Rivelazione profetica

“Se nel corpo non lo so, o fuori del corpo non lo so; Dio lo sa – fu rapito come tale fino al terzo cielo. Sì, conosco tale uomo – se nel corpo o separato dal corpo, non lo so, Dio lo sa – che fu rapito in paradiso e udì parole inesprimibili che all’uomo non è lecito* dire”. – 2Cor 12:2-4, TNM.

“Alla maniera di una rivelazione mi fu fatto conoscere il sacro segreto […] potete rendervi conto della mia comprensione del sacro segreto del Cristo. […] ora è stato rivelato ai suoi santi apostoli e profeti mediante lo spirito”. – Ef 3:3-5, TNM.

*greco ἐξὸν (ecsòn), “non è dato all’uomo di poter esprimere”. – Con.

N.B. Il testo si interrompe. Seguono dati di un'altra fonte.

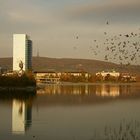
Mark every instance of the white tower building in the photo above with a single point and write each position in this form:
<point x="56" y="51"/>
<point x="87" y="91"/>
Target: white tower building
<point x="22" y="51"/>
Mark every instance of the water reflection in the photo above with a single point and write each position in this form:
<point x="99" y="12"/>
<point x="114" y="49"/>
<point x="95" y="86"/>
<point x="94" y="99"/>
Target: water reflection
<point x="100" y="90"/>
<point x="107" y="90"/>
<point x="21" y="116"/>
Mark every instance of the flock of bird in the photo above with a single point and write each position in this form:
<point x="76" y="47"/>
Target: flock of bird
<point x="124" y="48"/>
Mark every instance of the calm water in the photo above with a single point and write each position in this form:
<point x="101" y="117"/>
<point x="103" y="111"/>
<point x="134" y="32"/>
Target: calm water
<point x="73" y="112"/>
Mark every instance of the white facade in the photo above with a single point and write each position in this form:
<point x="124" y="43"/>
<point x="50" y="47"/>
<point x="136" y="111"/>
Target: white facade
<point x="22" y="51"/>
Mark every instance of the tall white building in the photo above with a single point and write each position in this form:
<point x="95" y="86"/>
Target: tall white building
<point x="21" y="116"/>
<point x="22" y="51"/>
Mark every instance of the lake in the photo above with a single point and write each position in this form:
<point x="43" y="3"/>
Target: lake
<point x="73" y="112"/>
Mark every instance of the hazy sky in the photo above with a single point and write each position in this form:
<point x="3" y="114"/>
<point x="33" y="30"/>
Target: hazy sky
<point x="54" y="25"/>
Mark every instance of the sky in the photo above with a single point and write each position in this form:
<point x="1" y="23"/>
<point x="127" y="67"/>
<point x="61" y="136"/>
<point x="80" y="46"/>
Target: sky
<point x="66" y="28"/>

   La consapevolezza e la coscienza che i profeti avevano della rivelazione si può dedurre anche da questo passo biblico: “Una diligente investigazione e un’attenta ricerca furono fatte dai profeti che profetizzarono intorno all’immeritata benignità a voi riservata. Essi continuarono a investigare quale particolare periodo di tempo o quale sorta di [periodo di tempo] lo spirito che era in loro indicasse circa Cristo, quando rendeva anticipatamente testimonianza delle sofferenze per Cristo e delle glorie che le avrebbero seguite. Fu loro rivelato”. – 1Pt 1:10-12, TNM.

   L’estatico si trova alla presenza di un assoluto astratto (cosa inconcepibile per un semita), il profeta invece s’incontra da persona a persona con il suo Dio. Dio rimane Dio, l’uomo rimane uomo: vi è incontro, non fusione. Il profeta vede Dio agire attraverso gli interventi della storia, non in se stesso. Dio è al di sopra, ma anche vicino (Gn 12:7;18:1;26:2;32:31; Es 3:16). Dio si rivela al profeta parlando, non dandogli l’esperienza di un’unione. Per il profeta Dio è una realtà vivente (Ger 15:16). Siamo ben lontani dal concetto di unione mistica come si rinviene presso gli estatici.

   Tutte queste ragioni ci obbligano a respingere l’identificazione completa tra estasi e profetismo. Si tratta di due realtà essenzialmente diverse, anche se in qualche caso la manifestazione esteriore possa assumere aspetti convergenti.